A United Arab Emirates school textbook, published just two weeks after the announcement of the country’s peace deal with Israel, praises the peace initiative.
In a new report by IMPACT-se, an Israeli organisation which analyses textbooks and school curricula all over the Arab world, the UAE is shown to be streets ahead of some of its neighbours in its attitude to Israel and what its young people are being taught.
In its 2020 Islamic Studies textbook, there is praise for the peace deal and an emphasis that co-operation and peace are not just fundamental Islamic values, but also “UAE national characteristics”.
Separately, a social studies textbook mentions Judaism and says it belongs in the Arab region. And, unusually, Israel, the West Bank and Gaza are shown on a topological map of the Arab world.
The new version of the Islamic Studies textbook, aimed at 11-12 year-olds, includes a passage showing the backing of the Fatwa Council. Dr Muhammad Matar Al Kaabi, head of the UAE General Authority for Islamic Affairs and Endowments, is quoted in the textbook as saying that this “historic” initiative “stems from the values of our true Islamic religion” which strive towards “building bridges of co-operation”.
Students are asked to create a presentation on the importance of peace treaties and the UAE’s role in achieving peace.

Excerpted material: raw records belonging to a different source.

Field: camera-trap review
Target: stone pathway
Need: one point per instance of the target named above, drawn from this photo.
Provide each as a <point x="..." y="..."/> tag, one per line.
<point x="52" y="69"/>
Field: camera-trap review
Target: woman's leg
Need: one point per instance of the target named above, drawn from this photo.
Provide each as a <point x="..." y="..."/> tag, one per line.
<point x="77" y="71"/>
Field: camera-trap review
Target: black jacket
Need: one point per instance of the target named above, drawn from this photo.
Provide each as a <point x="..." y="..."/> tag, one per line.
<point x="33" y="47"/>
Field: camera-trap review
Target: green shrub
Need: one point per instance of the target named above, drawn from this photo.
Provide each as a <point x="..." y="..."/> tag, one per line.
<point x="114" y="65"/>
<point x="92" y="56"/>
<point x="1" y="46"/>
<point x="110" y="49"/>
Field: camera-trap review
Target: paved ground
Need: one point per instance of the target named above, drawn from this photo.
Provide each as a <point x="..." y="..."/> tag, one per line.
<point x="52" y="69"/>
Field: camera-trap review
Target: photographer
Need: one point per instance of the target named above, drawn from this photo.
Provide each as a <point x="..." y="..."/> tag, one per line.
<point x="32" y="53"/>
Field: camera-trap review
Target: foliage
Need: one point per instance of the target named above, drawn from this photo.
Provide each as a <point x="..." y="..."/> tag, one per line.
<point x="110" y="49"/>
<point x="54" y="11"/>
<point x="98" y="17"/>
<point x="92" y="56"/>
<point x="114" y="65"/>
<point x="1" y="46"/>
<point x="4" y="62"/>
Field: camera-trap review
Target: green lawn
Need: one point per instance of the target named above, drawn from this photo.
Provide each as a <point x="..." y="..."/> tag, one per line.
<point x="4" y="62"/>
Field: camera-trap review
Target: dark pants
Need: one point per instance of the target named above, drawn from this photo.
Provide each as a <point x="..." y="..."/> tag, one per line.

The new section of the textbook also states that the UAE supports efforts towards reconciliation between Israel and the Palestinians.
Marcus Sheff, the UK-born chief executive of IMPACT-se, said: “It is remarkable that a textbook that teaches about the UAE-Israel treaty was on the desks of schoolchildren in the Emirates just two weeks after the announcement of the agreement.
“The treaty is not just presented as a fact in the textbook. Students are presented with the religious, ethical and national reasons to support the agreement and employ critical thinking in completing an exercise about the importance of peace-making.
Emirati children have been receiving a systematic peace education for several years, through the Moral Education curriculum. Clearly, the citizens of a country that teaches peace-making, conflict resolution and the acceptance of ‘the other’ at school, will be more likely to embrace peace treaties signed by their leaders.